多くの州の州法は、モデルとなる規制をもとに制定されていますが、2021年2月にそのモデル規制が2021年版 1)に更新されることが公表されました。 今回のコラムではモデル規制の概要と更新された主な内容を説明します。
1.モデル規制の成り立ち
包装法における毒性モデル規制(Model Toxics in Packaging Legislation)は、1989年に米国全体で販売または流通している包装材および包装構成材(クッション材、外部ストラップ、コーティング、インク、ラベル、接着剤などの組立要素)中の重金属の量(具体的には鉛、水銀、カドミウム、6価クロム)を削減することを目的としてCONEG(Coalition of Northeastern Governors) 2)により開発されました。CONEGはコネチカット州、メイン州、マサチューセッツ州、ニューハンプシャー州、ニューヨーク州、ロードアイランド州、バーモント州の7人の知事が共同で州および地域に利益をもたらすことを目的として、地域の問題調査や効果的な解決策を策定、実施する非党派団体です。
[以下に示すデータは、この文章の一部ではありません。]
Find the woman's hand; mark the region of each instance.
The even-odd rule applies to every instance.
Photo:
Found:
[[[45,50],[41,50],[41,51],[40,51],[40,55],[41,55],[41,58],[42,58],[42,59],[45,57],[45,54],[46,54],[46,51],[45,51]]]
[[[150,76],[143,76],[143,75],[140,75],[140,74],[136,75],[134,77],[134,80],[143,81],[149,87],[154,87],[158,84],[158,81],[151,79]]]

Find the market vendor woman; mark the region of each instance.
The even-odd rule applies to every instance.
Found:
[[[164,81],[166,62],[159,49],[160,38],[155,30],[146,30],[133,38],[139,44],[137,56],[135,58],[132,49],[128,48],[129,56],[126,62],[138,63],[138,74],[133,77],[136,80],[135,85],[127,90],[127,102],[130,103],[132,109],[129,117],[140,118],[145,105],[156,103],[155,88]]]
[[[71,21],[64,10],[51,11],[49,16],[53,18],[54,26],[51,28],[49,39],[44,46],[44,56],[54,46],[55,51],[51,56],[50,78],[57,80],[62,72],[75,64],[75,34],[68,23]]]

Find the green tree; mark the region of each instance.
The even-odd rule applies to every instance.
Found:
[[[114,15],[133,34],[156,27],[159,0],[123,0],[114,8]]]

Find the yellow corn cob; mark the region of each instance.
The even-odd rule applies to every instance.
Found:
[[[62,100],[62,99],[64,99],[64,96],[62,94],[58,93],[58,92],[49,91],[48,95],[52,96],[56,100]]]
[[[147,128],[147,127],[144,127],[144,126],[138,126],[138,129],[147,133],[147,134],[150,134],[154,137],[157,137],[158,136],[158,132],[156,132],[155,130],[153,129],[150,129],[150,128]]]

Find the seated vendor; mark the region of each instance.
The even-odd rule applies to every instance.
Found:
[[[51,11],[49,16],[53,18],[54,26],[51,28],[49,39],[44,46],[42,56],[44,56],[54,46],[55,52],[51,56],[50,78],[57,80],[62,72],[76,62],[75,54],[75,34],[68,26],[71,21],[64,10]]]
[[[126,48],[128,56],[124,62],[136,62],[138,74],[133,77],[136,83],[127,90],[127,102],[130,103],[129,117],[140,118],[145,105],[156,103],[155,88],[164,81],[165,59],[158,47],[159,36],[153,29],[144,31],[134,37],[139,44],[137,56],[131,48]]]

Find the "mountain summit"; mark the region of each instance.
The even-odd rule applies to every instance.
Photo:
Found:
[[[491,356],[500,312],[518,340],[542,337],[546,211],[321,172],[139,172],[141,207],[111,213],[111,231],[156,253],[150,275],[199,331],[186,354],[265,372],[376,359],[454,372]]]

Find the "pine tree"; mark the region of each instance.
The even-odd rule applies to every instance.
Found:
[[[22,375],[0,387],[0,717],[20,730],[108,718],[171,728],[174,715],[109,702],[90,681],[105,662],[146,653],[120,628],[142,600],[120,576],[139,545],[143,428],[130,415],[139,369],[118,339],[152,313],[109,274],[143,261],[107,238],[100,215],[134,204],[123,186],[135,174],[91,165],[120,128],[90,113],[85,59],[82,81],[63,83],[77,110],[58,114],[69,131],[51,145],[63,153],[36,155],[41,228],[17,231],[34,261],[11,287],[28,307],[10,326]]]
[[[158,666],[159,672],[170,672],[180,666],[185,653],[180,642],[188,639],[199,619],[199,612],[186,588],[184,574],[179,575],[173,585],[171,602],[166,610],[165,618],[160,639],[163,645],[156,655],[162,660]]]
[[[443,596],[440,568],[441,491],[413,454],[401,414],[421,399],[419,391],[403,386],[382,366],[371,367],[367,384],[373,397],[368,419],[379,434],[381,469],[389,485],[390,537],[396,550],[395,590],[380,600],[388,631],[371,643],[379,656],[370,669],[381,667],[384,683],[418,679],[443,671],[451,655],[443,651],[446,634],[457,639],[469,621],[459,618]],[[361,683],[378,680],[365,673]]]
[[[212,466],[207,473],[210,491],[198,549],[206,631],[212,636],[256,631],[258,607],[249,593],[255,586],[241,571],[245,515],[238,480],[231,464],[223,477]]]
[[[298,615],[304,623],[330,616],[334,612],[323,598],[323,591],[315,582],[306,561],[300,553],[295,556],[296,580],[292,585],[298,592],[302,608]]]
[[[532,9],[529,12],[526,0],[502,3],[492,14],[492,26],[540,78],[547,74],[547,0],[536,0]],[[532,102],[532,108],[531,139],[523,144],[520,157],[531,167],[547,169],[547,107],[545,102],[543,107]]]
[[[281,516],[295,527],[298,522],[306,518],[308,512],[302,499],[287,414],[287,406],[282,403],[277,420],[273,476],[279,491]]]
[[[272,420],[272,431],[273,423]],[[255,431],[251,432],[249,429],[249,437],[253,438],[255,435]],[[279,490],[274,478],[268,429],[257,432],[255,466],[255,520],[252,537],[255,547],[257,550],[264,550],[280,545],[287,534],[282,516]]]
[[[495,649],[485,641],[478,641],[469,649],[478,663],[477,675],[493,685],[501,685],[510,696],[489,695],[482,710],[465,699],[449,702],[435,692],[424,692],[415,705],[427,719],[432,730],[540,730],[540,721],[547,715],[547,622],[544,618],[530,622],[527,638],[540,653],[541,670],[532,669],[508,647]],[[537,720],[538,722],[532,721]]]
その後、モデル規則は全米の多くの州に拡大し、現在では19の州がモデル規則を採用しています。モデル規則を採用した各州の実施状況とモデル規則との一貫性を確保するために1992年、TPCH(Toxics in Packaging Clearinghouse) 3)が設立されました。 モデル規則は2004年、2008年、2012年の改訂ののち、今回の2021年版モデル規制案を2020年7月にTPCHが公表し、意見募集 4)を行いました。 意見募集の結果 5)についてもTPCHのウェブサイトで確認できます。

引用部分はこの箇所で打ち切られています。